Local television news, done poorly, is banal, lame, and mind numbing. As is any poorly told story. Substitute “lecture” or “online class” for “local television news” and the sentence remains true. Strong effective storytelling, as demonstrated by the presenters here, become compelling, emotional, and the “wellspring for change” as Berwick mentions above.
How the workshop progresses
As I wait for her direction, Lila Merideth of the Associated Press prepares her camera during the NPPA News Video Workshop. (Photo by Donald Winslow)

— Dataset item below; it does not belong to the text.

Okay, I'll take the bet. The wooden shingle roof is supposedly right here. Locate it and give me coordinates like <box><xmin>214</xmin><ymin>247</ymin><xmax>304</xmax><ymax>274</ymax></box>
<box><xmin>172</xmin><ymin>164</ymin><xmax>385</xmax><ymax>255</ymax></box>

The participants here have daily assignments and the format is essentially the same: they are given an assignment (usually a rambling description of a cultural trend and a series of lame questions.) Their task, in a mater of a few hours, is to create a commitment statement (what is their story about) and video record no more than 4 minutes of tape. The 4 minutes of recorded video is brutally critiqued and then, the participants edit it down to a one minute story. All of this without audio.
Critics of this workshop, and this style of news photojournalism, say the results are too formula. The attitude from many of the workshop presenters is to ask the participants, for this week, to follow the formula. To “play the game” in the words of long time workshop faculty Darryl Barton and to follow their step-by-step formulas.
How this relates to education
Storytelling — and video storytelling — does not supplant the lecture or the textbook. But it can add emphasis, pacing, and sequencing to learning. Done well, a visual story can lead a student to understand and synthesize ideas. it can illustrate concepst in ways a text book can not. The key, for the educator, is to learn the craft of storytelling first, then move to the digital media and learn how to adapt the storytelling techniques to the medium.
While there are limits to cameras like the Flip, the price point of $200 makes HD video affordable in the classroom. The techniques taught hee can apply to the simple Flip as wel as the $60,000 cameras. When learners see how effective storytelling can be, they can then be beter prepared to use storytelling and the techniques with the professional equipment brought by their AV departments, communication firms, or local television outlets.